Never "Finished"--Only Ready

How to tell when your manuscript is done

January, 2022


My novel, All You Have to Do, is going out on submission soon, and this strange feeling of being “finished” with this manuscript and ready for its next stage has me reflecting on that question I have asked a number of writers over the past four years as I worked on my novel in progress: how do you know when you’re done?


Whether in revision workshops, on panels, or in books on craft and the creative life, the answers have varied widely, but many are on the side of “when my editor pries it out of my cold, dead hands,” or, “I’m still correcting my words as I read them out of the printed book.” I wasn’t alone in feeling like I would never be satisfied with my work. But now I can see more clearly how you learn to let go of your work. You will never be finished, but you will decide it is good enough to share.


First, it will be good enough to share with a trusted reader. For me, that was my mom, to whom I read my entire first draft, which was quite rough and confusing. It only had some combination of memory, emotion, and intention, and my mom was the only person who I trusted to recognize those things. She enjoyed hearing it, and I enjoyed reading it to her. But it was nowhere near ready to share beyond that trusted room.


Next, another draft or two in, it will be good enough to share with other writers. When you are closer to knowing what you are trying to create, and you need some opinions on how well you are crafting it, you will bring your work to your critique group or a writing partner and see what they can tell you.
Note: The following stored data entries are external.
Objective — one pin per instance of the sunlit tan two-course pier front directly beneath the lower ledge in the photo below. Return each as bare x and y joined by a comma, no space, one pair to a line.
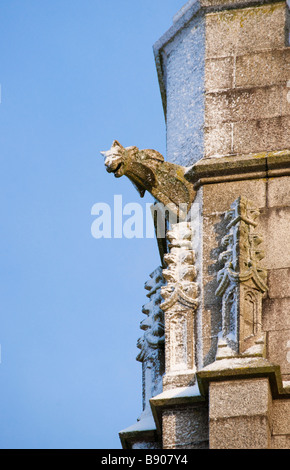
240,414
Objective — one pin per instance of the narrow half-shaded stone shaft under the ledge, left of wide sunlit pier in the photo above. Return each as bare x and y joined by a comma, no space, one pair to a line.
185,428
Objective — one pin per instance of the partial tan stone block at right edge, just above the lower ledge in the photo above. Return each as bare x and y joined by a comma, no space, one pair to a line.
279,350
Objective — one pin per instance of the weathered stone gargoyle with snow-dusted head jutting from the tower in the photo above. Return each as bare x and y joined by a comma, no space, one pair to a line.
148,171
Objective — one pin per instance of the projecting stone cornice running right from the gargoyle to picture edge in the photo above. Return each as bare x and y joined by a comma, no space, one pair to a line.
239,167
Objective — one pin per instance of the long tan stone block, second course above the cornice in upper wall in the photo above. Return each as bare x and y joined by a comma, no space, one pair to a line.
242,105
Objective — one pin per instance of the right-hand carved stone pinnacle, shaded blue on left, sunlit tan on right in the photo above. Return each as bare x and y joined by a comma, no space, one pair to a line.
242,281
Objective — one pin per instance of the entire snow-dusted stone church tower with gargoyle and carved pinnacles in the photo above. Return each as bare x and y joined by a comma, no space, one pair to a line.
215,349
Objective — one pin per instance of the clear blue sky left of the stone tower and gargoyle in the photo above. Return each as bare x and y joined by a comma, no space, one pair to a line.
75,75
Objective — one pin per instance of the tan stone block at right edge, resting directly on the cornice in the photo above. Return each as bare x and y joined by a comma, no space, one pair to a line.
261,135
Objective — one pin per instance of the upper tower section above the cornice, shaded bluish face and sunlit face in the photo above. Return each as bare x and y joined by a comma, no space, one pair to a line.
223,76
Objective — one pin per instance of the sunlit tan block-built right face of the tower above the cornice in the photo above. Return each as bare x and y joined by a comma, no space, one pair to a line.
246,49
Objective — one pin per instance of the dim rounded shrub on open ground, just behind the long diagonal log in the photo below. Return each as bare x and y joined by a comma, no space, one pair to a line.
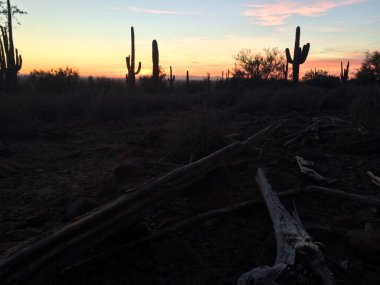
197,136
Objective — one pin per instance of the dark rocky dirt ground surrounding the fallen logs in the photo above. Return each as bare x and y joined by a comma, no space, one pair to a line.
67,169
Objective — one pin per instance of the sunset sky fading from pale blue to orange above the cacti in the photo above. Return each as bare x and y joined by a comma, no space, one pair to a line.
196,35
You will consider how their feedback resonates with you, and you will take some and leave some. You will spend as much time as you need reworking what’s on the page. 


Once you suspect that you are doing what you set out to do and you want to see if it’s having the desired effect, you may share with more ideal readers. Among my family and friends and within my community, a handful of people generously read my manuscript and gave me the feedback I needed to know that it is received as intended, a gift just for them. 

You may share another draft, and another, until you’ve exhausted your resources–advice, readers, time, energy and motivation–and don’t see how to make your manuscript better. Or perhaps you do see a few minor details that could be improved, but you know from the process you’ve been through that it would require another painstaking series of months, perhaps years, to reach that level of perfection. You have gained enough momentum from your supportive readers to see that you cannot afford to hold onto your manuscript for those months and years, because you want to share it with a wider audience. That is when you are ready to submit. 


You query agents, or you send it to your agent. You try to prepare for the transition from private writer to public writer. You find comfort in the fact that, if/when your manuscript is sold, an editor will bring you through another round of improvements. You also find solace in the fact that you don’t have to work on the manuscript right now, because you’ve put your best foot forward, and now the ball is in someone else’s court.


So it’s true, I’ve found, that you’re never really “finished.” At different times, you find yourself ready to share with different audiences, and each time you share, it is part of the process. 


I dread the thought of having a printed book with my name on it that I still want to change. But that’s where the advice of other writers comes in again. Maya Angelou said, “The work, once completed, does not need me. The work I’m working on needs my total concentration. The one that’s finished doesn’t belong to me anymore. It belongs to itself.” 


So, while my novel is on submission, I am working on other things, and I hope that when each book is published, I will have the strength to allow it to belong to itself, and to its readers.